Un Barça muy blando para merengues tan duros

Cuando no se pudo con el muro del Chelsea, todos nos quedamos con la sensación agridulce de no haberlo conseguido pero satisfechos con el esfuerzo del equipo.

Ante el Osasuna, nos quedamos con la sensación agriedulcorada de haber obtenido la victoria pese al mal juego realizado y por una vez (desde hacía tiempo no se veía), reconociendo que el rival había sido mejor.
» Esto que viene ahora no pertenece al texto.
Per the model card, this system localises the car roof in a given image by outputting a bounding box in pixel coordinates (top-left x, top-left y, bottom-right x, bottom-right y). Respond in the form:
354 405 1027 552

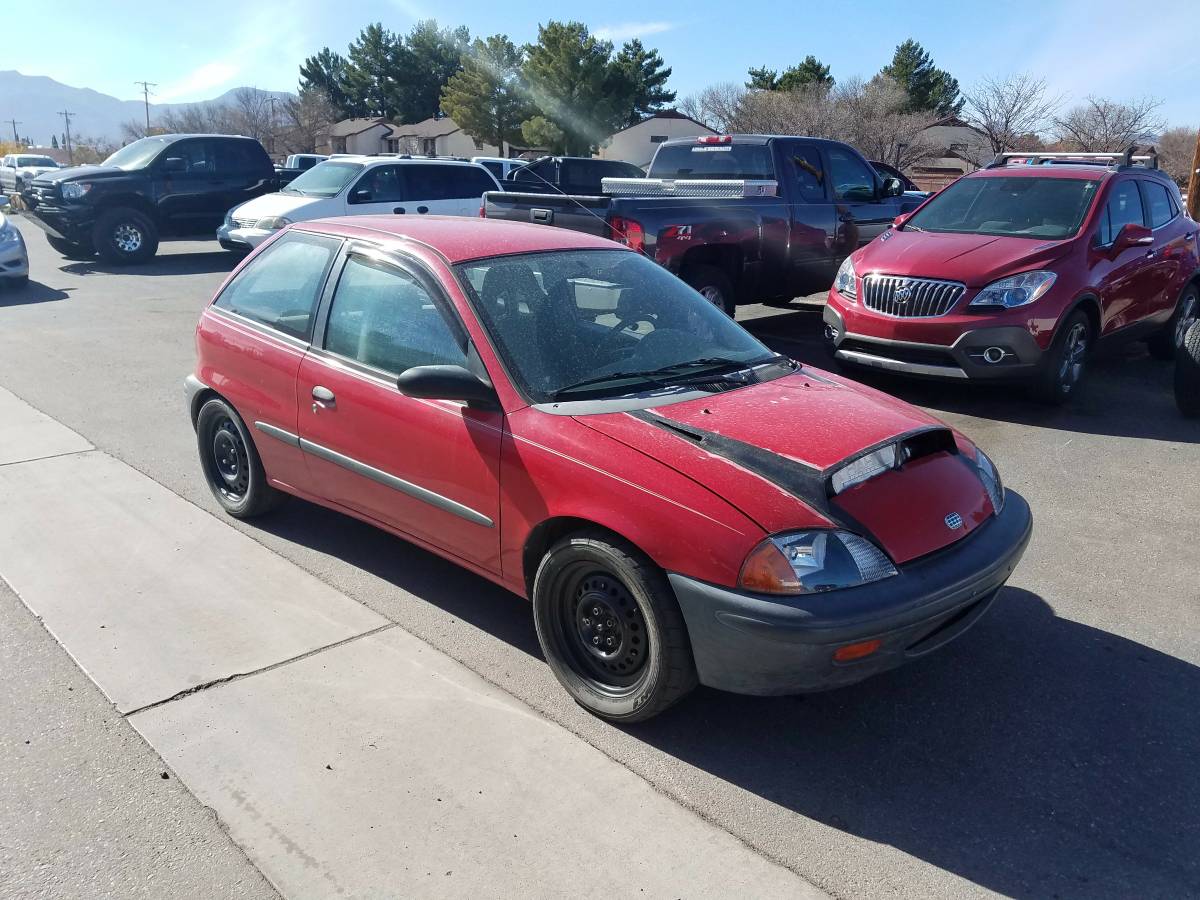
292 216 632 264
Anoche nos quedamos con la sensación agriamarga de perder un partido (y “más peor”, un trofeo) sin haber hecho lo necesario para que no fuese así.

Demasiados fallos colectivos. Escasa tensión en los uno contra uno. A los blanco casi les iba el alma en cada pelota dividida y los blaugrana parecía que con la vestimenta ya era suficiente…

Son sensaciones amargas pero que pronto pasarán, porque este sensacional equipo volverá a demostrarnos que se puede confiar en él, aunuqe a veces tenga traspies tan indeseados.

Y si ese remate de Messi no se hubiese ido por poco, tal vez no estaríamos amargados por un primer tiempo tan desastroso.

En fin, que el trofeo se quedó donde más lo necesitaban (aunque decían lo contrario) y como sucede en “estos casos”: todo acabó sin incidentes y con el perdedor manteniendo el tipo para felicitar al justo vencedor. Como debe ser.